Using Image Analogies for Rapid Generation of Terrain for Simulations, 07-R9698Printer Friendly Version
Inclusive Dates: 04/01/07 10/01/08
Background - While daytime, summer imagery for terrain databases for simulations are widely available, there is a shortage of nighttime and seasonal (fall, winter) terrain imagery. Furthermore, most nighttime terrain is simulated using "light points," i.e., glowing dots placed to indicate man-made structures. While this suggests nighttime lighting, it in fact is not very realistic, as it fails to show large lit areas such as baseball diamonds or well-lit "ribbons" of road. For this project, a potential method for quickly and easily generating terrain imagery by manipulating summertime imagery was investigated.
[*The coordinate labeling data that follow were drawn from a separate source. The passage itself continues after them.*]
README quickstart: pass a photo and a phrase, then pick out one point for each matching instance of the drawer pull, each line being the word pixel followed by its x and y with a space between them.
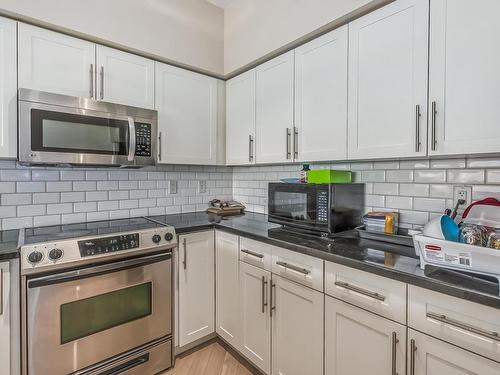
pixel 248 252
pixel 359 290
pixel 293 268
pixel 452 322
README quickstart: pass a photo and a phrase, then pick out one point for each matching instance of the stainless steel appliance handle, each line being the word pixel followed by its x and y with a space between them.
pixel 293 268
pixel 102 82
pixel 97 270
pixel 417 128
pixel 455 323
pixel 433 126
pixel 184 262
pixel 413 349
pixel 359 290
pixel 264 294
pixel 295 142
pixel 132 140
pixel 394 353
pixel 248 252
pixel 91 80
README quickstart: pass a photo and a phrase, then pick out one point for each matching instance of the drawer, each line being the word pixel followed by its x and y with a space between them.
pixel 469 325
pixel 380 295
pixel 256 253
pixel 303 269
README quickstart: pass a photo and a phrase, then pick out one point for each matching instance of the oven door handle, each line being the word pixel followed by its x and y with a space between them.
pixel 96 271
pixel 131 141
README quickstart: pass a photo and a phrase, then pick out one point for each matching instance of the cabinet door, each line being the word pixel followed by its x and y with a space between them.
pixel 53 62
pixel 388 81
pixel 5 335
pixel 240 119
pixel 125 78
pixel 275 110
pixel 8 89
pixel 227 288
pixel 359 342
pixel 297 329
pixel 196 286
pixel 255 316
pixel 464 79
pixel 430 356
pixel 187 116
pixel 321 98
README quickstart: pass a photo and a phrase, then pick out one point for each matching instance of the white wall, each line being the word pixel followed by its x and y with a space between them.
pixel 255 28
pixel 189 32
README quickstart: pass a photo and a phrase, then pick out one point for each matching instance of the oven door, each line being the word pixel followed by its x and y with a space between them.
pixel 79 318
pixel 299 205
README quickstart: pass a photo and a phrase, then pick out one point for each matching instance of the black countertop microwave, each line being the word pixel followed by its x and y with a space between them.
pixel 322 208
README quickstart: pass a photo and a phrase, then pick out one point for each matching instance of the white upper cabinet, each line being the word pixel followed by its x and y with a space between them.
pixel 54 62
pixel 388 64
pixel 275 88
pixel 240 119
pixel 464 79
pixel 124 78
pixel 321 98
pixel 8 89
pixel 187 116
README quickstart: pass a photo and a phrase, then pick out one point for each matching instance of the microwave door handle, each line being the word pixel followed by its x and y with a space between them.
pixel 132 140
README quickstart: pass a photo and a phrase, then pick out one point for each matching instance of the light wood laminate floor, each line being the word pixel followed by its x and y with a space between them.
pixel 210 360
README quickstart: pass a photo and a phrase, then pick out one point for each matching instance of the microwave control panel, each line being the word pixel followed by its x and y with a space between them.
pixel 142 139
pixel 322 206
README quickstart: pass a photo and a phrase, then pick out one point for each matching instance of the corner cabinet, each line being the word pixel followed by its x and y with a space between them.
pixel 8 89
pixel 196 286
pixel 187 116
pixel 240 119
pixel 388 65
pixel 321 98
pixel 464 79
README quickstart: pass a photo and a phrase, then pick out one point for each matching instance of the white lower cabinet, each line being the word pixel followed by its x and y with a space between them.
pixel 359 342
pixel 5 335
pixel 255 316
pixel 196 286
pixel 297 329
pixel 430 356
pixel 227 291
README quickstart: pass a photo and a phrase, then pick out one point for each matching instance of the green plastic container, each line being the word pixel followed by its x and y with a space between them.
pixel 327 176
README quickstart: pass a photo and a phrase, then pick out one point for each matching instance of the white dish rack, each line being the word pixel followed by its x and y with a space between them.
pixel 457 256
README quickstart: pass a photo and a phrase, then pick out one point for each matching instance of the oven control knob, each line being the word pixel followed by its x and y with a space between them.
pixel 35 257
pixel 55 254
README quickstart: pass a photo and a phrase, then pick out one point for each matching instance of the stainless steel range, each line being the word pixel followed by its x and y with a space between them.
pixel 97 298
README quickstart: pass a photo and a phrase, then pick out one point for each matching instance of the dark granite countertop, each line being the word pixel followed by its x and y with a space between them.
pixel 388 260
pixel 9 248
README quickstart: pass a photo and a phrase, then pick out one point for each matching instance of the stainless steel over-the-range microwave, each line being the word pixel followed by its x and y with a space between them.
pixel 60 129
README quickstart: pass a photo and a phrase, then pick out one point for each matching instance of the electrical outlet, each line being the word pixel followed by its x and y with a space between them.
pixel 462 192
pixel 172 187
pixel 202 186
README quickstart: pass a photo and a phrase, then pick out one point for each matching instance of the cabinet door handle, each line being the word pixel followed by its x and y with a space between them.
pixel 293 268
pixel 295 142
pixel 184 244
pixel 273 299
pixel 413 349
pixel 433 126
pixel 394 353
pixel 455 323
pixel 417 128
pixel 264 294
pixel 248 252
pixel 359 290
pixel 91 91
pixel 102 82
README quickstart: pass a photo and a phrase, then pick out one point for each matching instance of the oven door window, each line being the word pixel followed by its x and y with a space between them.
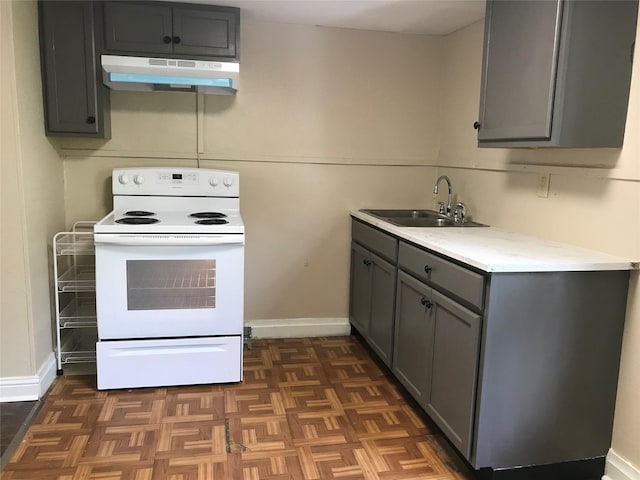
pixel 171 284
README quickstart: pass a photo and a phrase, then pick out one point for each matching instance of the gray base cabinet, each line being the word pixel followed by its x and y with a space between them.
pixel 436 350
pixel 372 296
pixel 556 73
pixel 413 347
pixel 454 367
pixel 75 101
pixel 171 30
pixel 517 369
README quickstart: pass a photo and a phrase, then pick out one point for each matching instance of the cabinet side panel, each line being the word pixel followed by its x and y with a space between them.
pixel 549 367
pixel 595 73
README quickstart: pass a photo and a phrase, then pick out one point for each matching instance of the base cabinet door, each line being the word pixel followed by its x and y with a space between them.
pixel 456 343
pixel 360 291
pixel 372 299
pixel 413 344
pixel 383 282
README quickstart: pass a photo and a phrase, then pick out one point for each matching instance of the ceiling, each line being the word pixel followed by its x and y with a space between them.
pixel 434 17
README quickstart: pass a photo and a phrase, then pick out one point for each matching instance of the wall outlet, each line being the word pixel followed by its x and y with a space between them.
pixel 543 185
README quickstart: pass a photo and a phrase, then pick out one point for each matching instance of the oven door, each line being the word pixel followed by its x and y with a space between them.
pixel 159 291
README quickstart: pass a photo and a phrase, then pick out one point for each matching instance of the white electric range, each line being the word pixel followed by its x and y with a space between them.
pixel 170 279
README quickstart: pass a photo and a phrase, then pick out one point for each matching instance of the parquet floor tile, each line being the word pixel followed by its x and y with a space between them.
pixel 308 409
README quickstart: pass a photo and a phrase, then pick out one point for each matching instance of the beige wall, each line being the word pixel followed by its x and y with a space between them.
pixel 32 198
pixel 15 340
pixel 593 203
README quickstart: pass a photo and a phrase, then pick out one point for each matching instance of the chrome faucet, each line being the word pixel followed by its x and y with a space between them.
pixel 446 210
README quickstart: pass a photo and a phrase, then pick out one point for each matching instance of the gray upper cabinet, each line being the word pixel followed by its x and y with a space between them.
pixel 556 73
pixel 171 30
pixel 75 101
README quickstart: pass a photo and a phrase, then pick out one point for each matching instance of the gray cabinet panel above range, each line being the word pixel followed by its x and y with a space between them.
pixel 171 30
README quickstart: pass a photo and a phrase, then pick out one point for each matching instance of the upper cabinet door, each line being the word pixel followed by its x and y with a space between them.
pixel 171 30
pixel 556 73
pixel 205 32
pixel 520 61
pixel 138 28
pixel 74 102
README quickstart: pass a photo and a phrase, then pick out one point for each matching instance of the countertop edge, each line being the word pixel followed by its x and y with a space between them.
pixel 428 237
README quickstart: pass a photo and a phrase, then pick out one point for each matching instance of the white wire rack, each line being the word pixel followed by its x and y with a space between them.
pixel 75 298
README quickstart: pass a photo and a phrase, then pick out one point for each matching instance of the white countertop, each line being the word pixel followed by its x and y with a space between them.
pixel 494 250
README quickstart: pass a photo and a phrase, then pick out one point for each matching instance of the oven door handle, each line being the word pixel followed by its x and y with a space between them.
pixel 171 240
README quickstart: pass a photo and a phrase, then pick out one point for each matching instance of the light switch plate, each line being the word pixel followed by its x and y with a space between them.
pixel 543 185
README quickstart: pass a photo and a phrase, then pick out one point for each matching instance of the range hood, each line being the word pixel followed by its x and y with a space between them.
pixel 168 74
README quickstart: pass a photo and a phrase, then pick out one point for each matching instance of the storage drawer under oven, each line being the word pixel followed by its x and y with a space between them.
pixel 165 362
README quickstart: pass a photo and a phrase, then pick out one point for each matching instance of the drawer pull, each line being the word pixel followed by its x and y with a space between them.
pixel 426 302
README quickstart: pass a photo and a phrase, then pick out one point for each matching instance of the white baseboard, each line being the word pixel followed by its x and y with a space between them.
pixel 299 327
pixel 617 468
pixel 20 389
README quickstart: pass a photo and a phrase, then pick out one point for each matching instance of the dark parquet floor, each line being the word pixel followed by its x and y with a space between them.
pixel 316 408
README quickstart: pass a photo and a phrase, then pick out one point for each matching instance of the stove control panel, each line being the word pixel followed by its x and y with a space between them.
pixel 175 182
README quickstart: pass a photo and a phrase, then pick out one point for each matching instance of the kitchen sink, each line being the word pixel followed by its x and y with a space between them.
pixel 418 218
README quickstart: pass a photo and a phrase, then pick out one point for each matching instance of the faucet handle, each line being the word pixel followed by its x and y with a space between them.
pixel 460 213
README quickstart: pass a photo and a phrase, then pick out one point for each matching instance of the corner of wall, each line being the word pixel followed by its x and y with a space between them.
pixel 617 468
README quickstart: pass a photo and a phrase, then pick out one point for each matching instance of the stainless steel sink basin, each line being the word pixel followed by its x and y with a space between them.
pixel 418 218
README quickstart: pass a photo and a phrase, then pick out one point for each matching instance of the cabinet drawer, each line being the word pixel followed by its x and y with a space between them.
pixel 464 284
pixel 375 240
Approach - Image Analogies (IA), a method for constructing generalized filters from training images, was used to generate terrain imagery. The IA algorithm derives a filter by comparing two images and determining the modifications that must be made to the first "unfiltered" training image to produce the second "filtered" training image. IA algorithms are then used to apply the derived filter to subsequent images to produce the same basic effect. The IA process has previously been demonstrated to work well on relatively simple filters, but previous implementations were too slow to be practical for large amounts of imagery. An attempt to speed up the algorithm was made by performing the bulk of processing on the Graphics Processing Unit (GPU) on commercially-available computer graphics cards.
Accomplishments - A partial IA implementation was developed that works on very small images. However, due to GPU memory management limitations, the GPU implementation was no faster than previous implementations which used the Central Processing Unit (CPU). As the GPU and CPU become more tightly integrated and GPU programming libraries improve, the GPU IA approach will become feasible.